福徳:どんなにスケジュール的にキツくてもネタ作りだけはしようと思っていたんですが、忙しくてネタ作りに専念できない時期は、本当につらかったですね。やっぱり忙しすぎると、メンタルは壊れていくもので。ほどよく自分の時間がないと、僕は壊れていくタイプなんだなと気付きました。そういった意味でも、今は自然を感じる時間もありますし(笑)、とても人間的な生活ができていると思います。

後藤:やっぱり僕らの強みって、自分たちが楽しんでいることなのかなと。あとはネタ数も、強みですね。

福徳:それと2人とも“ノーアルコール、ノースモーク、ノーギャンブル”であること。これは意外と、強みになる。やっぱり前世で何かの縁があったんだと思います。

■「前世はカップルだったのかも!」2人が見つめる未来

――コンビ仲、円満の秘訣はあるのでしょうか。

後藤:そういえば、僕らのYouTubeチャンネルが、日本の“トップカップルユーチューバー”の上位にランキングされていました。カップルユーチューバーとして認識されているんだと…。前世はもしかしたらカップルだったのかもしれません(笑)。

福徳:カップル…。納得はいかないですが、そう見えるのかという感じもしますね。親友という感じでもないですし、街で偶然見かけたとしても「あ、後藤やん!」とすら思わない。無の境地です(笑)。でも人生において、家族より、誰よりも一緒にいるのは確実ですし、この出会いは奇跡としか言いようがない。僕は中学受験で失敗しているんですが、もし中学受験に成功していたら、この出会いもなく、違う人生だったはず。受験に失敗してラッキーでした!

――「ネタが尽きない」というお二人ですが、これから年齢を重ねていく上で、どんな未来を夢見ていますか?

後藤:「おっさんが学生服を着ている」ということで笑いが起きだすと、ちょっと厳しいなとも思っています。いつまで学生服を着たネタがナチュラルにやれるかという課題もありますが、もしそれができなくなったら、また新しい設定が生まれてくると思います。そのときに自分たちがどんなネタを作るのか、今から楽しみです。

福徳:どんどんおっさんになっていきますからね。今だったらおっさん同士の喧嘩のコントをやっても、どうしてもコント感が出てしまうけれど、実際におっさんになったら、リアルなおっさんの喧嘩コントができる。これは楽しみで仕方ないですね。街でおっさん同士の喧嘩ってたまに見かけますが、やっぱりちょっと面白いですもんね。あれのリアルバージョンをできると思うと、ワクワクします(笑)。僕は遺伝的にハゲる可能性があるんですが、そこでまた面白いことができるかもしれません。シワ伸ばしなどもせずに、自分の老けと一緒に、お笑いも楽しんでいきたいです。

後藤:そう。老けていくことに抗わず、年齢に寄り添って。

福徳:見習うべきは、吉永小百合さんですよね。あんなきれいな歳の取り方をしていきたいです!

――今は新型コロナウイルスにエンタメ界も翻弄されています。早く収束することを願うばかりです。

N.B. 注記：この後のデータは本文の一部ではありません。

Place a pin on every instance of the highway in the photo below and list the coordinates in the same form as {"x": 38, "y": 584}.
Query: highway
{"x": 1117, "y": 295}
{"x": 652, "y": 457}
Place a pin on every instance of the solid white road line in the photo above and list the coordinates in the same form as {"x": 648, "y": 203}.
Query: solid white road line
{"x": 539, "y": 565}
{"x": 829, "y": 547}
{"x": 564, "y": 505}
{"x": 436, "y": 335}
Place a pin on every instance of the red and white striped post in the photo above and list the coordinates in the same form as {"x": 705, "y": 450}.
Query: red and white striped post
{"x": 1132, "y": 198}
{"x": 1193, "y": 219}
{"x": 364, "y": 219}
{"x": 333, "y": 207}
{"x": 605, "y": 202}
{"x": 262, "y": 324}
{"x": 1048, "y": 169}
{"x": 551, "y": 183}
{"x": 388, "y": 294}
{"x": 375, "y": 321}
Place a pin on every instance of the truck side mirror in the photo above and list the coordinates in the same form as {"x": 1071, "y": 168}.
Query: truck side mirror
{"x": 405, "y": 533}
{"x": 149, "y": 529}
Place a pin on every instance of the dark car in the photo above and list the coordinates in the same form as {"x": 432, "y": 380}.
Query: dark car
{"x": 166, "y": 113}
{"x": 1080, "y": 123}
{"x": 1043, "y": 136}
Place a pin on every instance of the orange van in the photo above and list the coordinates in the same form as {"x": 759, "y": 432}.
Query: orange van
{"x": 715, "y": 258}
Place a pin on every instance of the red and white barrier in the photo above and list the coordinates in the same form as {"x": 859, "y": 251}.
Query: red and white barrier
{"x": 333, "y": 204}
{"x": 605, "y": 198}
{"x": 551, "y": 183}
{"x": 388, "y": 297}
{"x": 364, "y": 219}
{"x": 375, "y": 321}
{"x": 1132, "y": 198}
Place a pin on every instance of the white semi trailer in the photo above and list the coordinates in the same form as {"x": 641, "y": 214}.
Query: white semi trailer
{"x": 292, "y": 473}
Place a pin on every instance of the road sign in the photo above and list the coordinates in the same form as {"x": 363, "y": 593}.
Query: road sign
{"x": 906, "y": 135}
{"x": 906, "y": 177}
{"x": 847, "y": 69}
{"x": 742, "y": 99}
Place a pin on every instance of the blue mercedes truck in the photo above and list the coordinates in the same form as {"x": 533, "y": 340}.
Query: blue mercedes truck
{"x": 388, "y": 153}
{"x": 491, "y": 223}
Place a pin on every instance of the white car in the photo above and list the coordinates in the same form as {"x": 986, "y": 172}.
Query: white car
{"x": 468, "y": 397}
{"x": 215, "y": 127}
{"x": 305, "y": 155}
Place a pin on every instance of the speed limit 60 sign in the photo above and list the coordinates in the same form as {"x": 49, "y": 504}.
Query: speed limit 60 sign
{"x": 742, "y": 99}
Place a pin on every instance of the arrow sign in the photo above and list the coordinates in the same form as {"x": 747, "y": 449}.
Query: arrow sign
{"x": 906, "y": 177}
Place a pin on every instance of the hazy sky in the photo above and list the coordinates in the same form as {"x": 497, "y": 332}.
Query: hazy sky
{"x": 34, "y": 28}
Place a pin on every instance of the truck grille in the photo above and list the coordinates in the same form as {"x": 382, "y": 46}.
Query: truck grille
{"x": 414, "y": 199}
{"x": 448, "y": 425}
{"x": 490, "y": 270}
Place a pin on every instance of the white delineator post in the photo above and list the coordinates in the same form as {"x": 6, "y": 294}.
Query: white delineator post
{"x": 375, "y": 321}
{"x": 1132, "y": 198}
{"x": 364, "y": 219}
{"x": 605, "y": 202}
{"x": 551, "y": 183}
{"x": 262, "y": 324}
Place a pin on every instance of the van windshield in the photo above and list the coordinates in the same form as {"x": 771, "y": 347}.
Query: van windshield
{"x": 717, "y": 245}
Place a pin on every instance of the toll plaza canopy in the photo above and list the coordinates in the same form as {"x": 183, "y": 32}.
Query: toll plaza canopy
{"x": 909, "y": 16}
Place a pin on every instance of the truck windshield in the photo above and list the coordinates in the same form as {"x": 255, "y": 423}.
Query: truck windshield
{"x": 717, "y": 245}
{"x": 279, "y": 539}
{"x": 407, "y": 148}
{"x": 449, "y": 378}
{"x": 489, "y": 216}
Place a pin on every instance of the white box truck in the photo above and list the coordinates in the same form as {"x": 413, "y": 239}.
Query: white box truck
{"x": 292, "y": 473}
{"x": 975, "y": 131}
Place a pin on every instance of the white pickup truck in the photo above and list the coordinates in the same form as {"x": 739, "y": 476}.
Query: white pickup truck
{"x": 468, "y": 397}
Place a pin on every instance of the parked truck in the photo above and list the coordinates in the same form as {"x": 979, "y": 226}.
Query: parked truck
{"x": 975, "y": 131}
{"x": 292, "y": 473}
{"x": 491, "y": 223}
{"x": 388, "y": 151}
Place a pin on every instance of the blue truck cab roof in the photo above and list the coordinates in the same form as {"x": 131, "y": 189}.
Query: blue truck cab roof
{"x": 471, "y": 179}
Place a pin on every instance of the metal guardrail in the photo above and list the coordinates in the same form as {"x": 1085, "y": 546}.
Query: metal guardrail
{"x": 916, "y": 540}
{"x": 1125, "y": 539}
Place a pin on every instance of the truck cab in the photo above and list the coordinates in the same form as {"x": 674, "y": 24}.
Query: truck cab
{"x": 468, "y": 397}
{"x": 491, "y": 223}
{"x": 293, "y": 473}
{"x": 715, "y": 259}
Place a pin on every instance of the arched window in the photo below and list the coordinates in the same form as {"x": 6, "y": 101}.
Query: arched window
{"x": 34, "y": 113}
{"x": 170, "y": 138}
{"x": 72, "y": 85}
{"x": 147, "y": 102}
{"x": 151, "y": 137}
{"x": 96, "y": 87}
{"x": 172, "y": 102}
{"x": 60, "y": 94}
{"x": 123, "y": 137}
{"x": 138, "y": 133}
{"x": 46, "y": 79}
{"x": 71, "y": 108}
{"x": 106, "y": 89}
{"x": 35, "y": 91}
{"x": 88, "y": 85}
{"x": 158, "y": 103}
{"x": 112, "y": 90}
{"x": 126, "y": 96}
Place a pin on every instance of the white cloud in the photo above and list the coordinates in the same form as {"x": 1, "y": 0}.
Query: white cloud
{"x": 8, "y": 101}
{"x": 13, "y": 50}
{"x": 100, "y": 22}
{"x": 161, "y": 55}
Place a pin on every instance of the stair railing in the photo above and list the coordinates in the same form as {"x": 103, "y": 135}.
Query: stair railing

後藤:お笑いは、お客さんありきのエンタテインメントです。こんなことになるなんてまったく想像していなかったですが、僕らは今、できることをやるしかないと思っています。自分たちで考えたことを披露して、ウケたときに聞く笑い声って、ものすごい快感を与えてくれるもの。お客さんの笑い声が、僕らの力になっているんです。

福徳:クサイことを言ってしまうと、みんなの笑顔が見たい、笑い声が聞きたいと思ってやっていますから。早く、またみんなで笑える世の中に戻ってほしいなと思っています。

■ジャルジャル
高校時代からの友人同士である、後藤淳平と福徳秀介によるお笑いコンビ。2003年4月にコンビ結成。2010年10月には『めちゃ×2イケてるッ!』の新メンバーとして選出。2019年に『キングオブコント』第3位、『M-1グランプリ』では2015年と2018年に第3位に輝くなど、コント、漫才でも高い評価を受けている。